What would you do if someone claimed that, because of “geopathic stress”, moving your bed could be the key to avoiding cancer? Well, if you’re the Irish Independent, you give that someone the most prominent picture and article space in a section about cancer prevention and treatment, with the bold headline “The truth about avoiding cancer”.

The man in the picture holding the magical pieces of wire is Brendan Murphy, and the article is little more than an advertising piece for his company, Positive Energy. Though the piece starts promisingly by pointing out that geopathic stress is “an area that is still open to debate”, sadly, it fails to deliver that debate. Instead, the reader is treated to a number of claims with a dearth of supporting evidence.

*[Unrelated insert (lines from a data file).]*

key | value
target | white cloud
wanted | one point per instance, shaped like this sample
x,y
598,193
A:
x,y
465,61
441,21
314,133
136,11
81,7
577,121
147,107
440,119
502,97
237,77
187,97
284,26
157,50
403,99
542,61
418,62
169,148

  • By ‘dousing’ (an ancient practice of using two wires to find underground waterways) Brendan can identify where water runs under a house and has found a strong correlation between that and illness.
  • If you’re constantly waking tired and unrefreshed it could be a sign that you’re sleeping over geopathic stress.
  • There’s a growing interest in how geopathic stress or ‘sick building syndrome’ affects health, with planners in several countries now considering geopathic stress lines when building houses. 
  • On the basis that electromagnetic waves affect the body’s ability to restore itself during sleep, Brendan advises also keeping mobile phones and electricity boxes an arm’s length from the bed – as well as keeping WiFI switched off at night.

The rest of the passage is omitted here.